Paulo Lot Calixto Lemos

Eufemismo é uma palavra de origem grega que quer dizer, segundo o dicionário Aurélio “Ato de suavizar a expressão de uma idéia, substituindo a palavra ou expressão por outra mais agradável, mais polida”. Ou seja, a maneira politicamente correta, ou ainda melhor, o modo falso de dizer alguma coisa sem ofender a quem pode se sentir ofendido por aquilo que se quer dizer.

Outro dia uma jovem, filha de um amigo recente, que deve ter nascido quando eu atingia a idade mínima para ser candidato a senador, disse-me bem ao modo de quem jamais desagrada: “Você não é velho, é jovem há mais tempo”. Ora, ora... Que jeitinho hábil o daquela mocinha! Claro, qualquer um que tenha idade superior à do mais velho de seus pais é, para ela, velho. É assim que as crianças e os jovens delimitam as faixas etárias. Isso quer dizer que, a cada aniversário desse pai ou mãe o conceito de velhice é empurrado para um limite imediatamente além daquele que se tinha antes.

Eufemismo é isso – um modo delicado de dizer uma verdade. Um modo gentil com que alguém se refere aos nossos possíveis defeitos ou problemas, sem nos ofender. Como diria meu concunhado Cláudio: “Não veja nisso um defeito dela, mas antes, uma virtude”. Muito bom, bem diferente daquela do refrigerante, que insinua que depois dos 40 qualquer homem é “tio”, “sukita”, e que por isso, e apenas por isso é considerado um bobo. Ou como dizem: um “Bill”.

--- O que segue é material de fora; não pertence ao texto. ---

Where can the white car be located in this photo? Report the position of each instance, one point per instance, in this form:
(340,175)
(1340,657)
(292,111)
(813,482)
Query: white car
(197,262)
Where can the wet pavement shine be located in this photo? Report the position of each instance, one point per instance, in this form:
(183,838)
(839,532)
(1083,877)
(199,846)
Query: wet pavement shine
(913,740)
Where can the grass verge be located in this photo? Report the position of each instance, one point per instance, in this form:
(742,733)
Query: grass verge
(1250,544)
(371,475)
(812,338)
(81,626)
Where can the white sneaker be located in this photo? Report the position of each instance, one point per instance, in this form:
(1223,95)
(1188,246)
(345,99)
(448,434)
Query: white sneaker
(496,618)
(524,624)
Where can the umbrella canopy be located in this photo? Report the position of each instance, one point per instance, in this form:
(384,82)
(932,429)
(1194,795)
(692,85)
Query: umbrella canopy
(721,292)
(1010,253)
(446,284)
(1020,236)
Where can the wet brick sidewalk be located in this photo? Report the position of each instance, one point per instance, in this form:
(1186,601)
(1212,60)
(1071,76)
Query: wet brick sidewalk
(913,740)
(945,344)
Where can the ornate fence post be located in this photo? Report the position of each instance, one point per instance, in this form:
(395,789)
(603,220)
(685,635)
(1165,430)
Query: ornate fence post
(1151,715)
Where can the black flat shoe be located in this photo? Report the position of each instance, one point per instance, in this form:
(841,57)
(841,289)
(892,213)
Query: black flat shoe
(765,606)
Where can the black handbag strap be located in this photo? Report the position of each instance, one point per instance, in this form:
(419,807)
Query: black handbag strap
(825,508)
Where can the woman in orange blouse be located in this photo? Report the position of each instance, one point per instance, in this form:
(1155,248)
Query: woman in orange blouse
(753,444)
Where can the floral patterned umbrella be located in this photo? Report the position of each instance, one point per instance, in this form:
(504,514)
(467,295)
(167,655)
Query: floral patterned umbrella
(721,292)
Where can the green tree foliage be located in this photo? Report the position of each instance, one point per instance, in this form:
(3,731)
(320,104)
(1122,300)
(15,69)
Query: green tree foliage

Por um lado, principalmente de uns tempos pra cá, é isso que a hipócrita mídia ocidental, a publicidade em geral, vem ensinando aos nossos jovens e adolescentes. E por outro lado, os politicamente corretos, ou os eternos oradores das salas de aulas vem tentando encontrar um substituto para a palavra “velho”: Idoso é muito formal; ancião é pejorativo (insinua alguém em decrepitude, dizem); vetusto é vernacular; provecto, senil, gagá, esclerosado, pé na cova... Putz, aí é bravo!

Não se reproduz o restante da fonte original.